Today I am grateful to be able to take care of myself in the midst of all of this chaos.  There has been so much preparation over the last few weeks and I am physically exhausted. It was all done with love and joy but it was tiring nonetheless.  I have found a few brief moments nearly every day to relax and enjoy the process and to recharge my batteries.  When we were at the store today picking up a few odds and ends, I found an awesome blanket and some socks for myself—even though I don’t normally buy myself things as self-care, I couldn’t pass it up and I am happy with my purchase.

Today I am grateful for beautiful time spent with family.  We spent Saturday afternoon with my husband’s family and it was a wonderful time.  There was so much genuine laughter and love flowing through the house that I couldn’t help but feel uplifted and warm.  Being able to see generations together is a gift in itself and to see the time so well spent and filled with joy made it such a memorable experience.  Those memories are something I treasure my son having.

Today I am grateful for time spent with friends and seeing how people we have known for a relatively short time can become such an integral part of our lives.  After the afternoon at my in-laws, we spent the evening with our friends.  We exchanged gifts and the kids played together.  I feel like we know each other so well and have trusted each other with some tender details of our lives and in that vulnerability we have become closer.  We have learned to build each other up.  This portion is important to me as well because I have vivid memories as a child of spending time with my parent’s friends, watching them play cards or play the guitar (and all of the kids would sing along), and having fun.  I love being able to do that with my son as well.

Today I am grateful for small steps.  I feel like we still have quite a list of things that need to get done before Wednesday but we have not stopped making progress, no matter how small.  Normally at this point I would just throw in the towel because I would get overwhelmed and then panic the night before and make myself crazy trying to fix everything and finish it.  This year the progress has been steady and I am happy with how things are turning out.  It’s definitely a testament to progress over perfection—it makes all the difference.
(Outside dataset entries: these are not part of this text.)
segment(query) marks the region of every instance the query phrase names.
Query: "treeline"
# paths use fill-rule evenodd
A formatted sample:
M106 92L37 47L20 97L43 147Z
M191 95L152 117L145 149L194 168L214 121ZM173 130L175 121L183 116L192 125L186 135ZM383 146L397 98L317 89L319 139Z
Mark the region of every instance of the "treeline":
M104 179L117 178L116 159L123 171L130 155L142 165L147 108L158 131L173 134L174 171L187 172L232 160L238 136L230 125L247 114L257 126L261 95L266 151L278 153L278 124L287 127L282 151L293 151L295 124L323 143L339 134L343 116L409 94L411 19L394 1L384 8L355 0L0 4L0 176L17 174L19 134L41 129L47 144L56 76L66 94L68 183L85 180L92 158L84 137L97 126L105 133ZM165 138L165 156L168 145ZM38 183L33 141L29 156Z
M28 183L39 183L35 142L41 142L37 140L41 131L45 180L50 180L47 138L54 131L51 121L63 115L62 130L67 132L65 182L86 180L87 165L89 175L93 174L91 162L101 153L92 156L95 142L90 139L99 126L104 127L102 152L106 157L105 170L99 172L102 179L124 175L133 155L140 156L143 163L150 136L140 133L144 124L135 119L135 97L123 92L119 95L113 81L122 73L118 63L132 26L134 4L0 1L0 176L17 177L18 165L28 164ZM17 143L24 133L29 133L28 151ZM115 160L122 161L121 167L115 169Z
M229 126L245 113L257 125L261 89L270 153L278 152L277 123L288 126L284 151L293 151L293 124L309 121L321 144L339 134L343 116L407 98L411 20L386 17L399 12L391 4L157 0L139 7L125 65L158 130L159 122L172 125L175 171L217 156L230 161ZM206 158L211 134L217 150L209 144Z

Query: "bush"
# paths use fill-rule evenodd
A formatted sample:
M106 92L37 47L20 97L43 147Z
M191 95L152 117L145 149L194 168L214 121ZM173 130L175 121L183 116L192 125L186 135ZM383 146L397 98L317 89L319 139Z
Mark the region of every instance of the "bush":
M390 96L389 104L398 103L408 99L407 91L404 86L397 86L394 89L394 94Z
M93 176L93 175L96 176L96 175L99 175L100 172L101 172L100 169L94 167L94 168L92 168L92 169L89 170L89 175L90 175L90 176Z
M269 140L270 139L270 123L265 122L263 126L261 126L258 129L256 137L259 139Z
Today I am grateful for rest.  I am truly tired this evening so after I share this post, I am going to be calling it an early evening and going to bed.  I am grateful that I have the opportunity to make the decision to call it an early night.  I don’t have to overwhelm myself and push through.  I can give my body the opportunity to get a good night’s sleep.

Today I am grateful that I was able to take the next week off to finish the last minute details of what I need to do.  I look forward to finishing the work and spending the rest of my time off with family.  I’m also grateful to break up the routine of waking up super early and dragging myself out of bed to get ready.  It’s nice to be able to change it up and work at my own pace.
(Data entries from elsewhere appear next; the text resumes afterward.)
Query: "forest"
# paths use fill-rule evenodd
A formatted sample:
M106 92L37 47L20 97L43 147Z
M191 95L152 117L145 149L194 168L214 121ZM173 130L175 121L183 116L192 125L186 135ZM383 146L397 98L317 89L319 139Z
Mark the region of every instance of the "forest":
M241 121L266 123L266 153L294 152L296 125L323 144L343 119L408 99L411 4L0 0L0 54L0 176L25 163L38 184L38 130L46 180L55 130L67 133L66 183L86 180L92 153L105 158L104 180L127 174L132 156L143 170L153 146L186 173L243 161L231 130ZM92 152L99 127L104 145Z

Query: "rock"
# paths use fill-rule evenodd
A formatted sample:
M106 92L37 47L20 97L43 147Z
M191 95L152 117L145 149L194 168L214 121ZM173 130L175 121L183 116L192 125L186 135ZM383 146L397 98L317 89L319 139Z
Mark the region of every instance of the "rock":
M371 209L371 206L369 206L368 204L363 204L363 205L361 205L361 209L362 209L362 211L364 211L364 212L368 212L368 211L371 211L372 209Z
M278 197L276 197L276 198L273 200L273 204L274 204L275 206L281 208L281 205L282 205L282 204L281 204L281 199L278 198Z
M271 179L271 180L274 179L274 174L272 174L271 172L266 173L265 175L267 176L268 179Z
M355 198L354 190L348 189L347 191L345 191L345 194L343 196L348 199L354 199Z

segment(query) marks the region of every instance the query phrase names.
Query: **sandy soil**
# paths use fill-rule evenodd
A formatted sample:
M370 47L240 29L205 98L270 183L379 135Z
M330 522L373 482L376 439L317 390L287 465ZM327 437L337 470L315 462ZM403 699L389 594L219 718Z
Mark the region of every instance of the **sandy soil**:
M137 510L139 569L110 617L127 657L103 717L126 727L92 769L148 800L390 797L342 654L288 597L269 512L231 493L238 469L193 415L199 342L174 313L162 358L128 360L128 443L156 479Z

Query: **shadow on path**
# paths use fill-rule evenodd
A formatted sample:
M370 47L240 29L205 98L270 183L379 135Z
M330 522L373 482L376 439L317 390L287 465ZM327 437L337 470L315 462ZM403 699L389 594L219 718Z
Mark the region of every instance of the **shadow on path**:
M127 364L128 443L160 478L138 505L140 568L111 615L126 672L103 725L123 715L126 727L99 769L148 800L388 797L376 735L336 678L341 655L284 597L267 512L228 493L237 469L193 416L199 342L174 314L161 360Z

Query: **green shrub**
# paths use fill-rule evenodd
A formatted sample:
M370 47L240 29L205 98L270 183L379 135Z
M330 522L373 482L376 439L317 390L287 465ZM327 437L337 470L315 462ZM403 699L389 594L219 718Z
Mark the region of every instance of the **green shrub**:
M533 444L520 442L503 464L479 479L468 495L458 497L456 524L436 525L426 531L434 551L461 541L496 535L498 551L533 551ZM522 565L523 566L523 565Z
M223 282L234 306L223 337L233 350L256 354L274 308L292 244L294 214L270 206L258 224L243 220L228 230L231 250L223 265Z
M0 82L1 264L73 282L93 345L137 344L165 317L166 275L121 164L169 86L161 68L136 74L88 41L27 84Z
Today I am grateful to realize how truly blessed we are.  We have been able to do so much and to provide so much and I feel the weight of that gift.  It is a wonderful feeling to pause from the chaos of life and observe where you’re at—to truly take account of all of your accomplishments and lessons.  We are often so blinded by what we have to do and what we “should” have at a certain point that we don’t give enough credit for what we have done.  This is a moment of contentment for where things are.  An exhalation of happiness for the realization that we don’t have a specific destination to reach—we have settled in for the journey.